A compound sentence is a $\textit{tautology}$ if it is true independently of the truth values of its component atomic sentences. A sentence is $\textit{atomic}$ if it contains no sentential connectives.              

A sentence $P$ is said to $\textit{tautologically imply}$ a sentence $Q$ if and only if the conditional $P \rightarrow Q$ is a tautology.    
      
When two sentences tautologically imply each other, they are said to be $\textit{tautologically equivalent.}$ P and Q are tautologically equivalent when and only when the biconditional $P \leftrightarrow Q$ is a tautology.       
       
If $P$ and $Q$ are distinct atomic sentences, the sentence $P$ tautologically equivalent to which of the following? (More than one option may be correct)     
        

• A. $\neg P \rightarrow P$      
         
• B. $P \rightarrow \neg P$      
         
• C. $P \vee Q$     
        
• D. $P \vee \neg P$

Answer 1

The question is asking :- Which all the options are (tautologically) equivalent to P?

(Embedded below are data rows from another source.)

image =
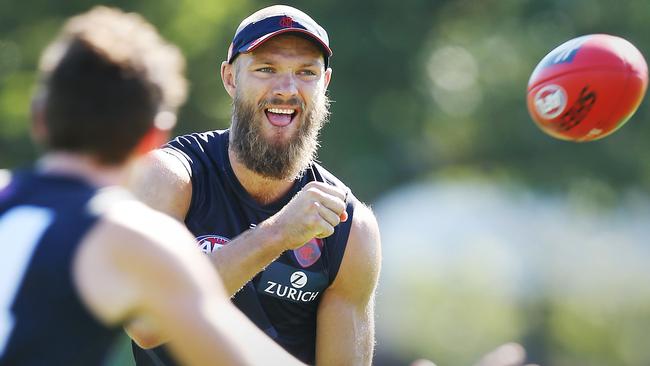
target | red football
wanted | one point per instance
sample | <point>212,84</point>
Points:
<point>587,87</point>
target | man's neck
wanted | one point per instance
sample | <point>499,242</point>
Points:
<point>261,189</point>
<point>82,166</point>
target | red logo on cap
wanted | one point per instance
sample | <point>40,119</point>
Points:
<point>286,22</point>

• A. $P’ → P = (P’)’ + P = P$ and $P \leftrightarrow P$ is a tautology
• B. $P → P’ = P’ + P’ = P’$ and $P \leftrightarrow \neg P$ is not a tautology
• C. $P + Q$ and $P \leftrightarrow (P \vee Q)$ is not a tautology
• D. $P + P’ = True$ and $P \leftrightarrow True$ is not a tautology  

So, P is (tautologically) equivalent to option A only.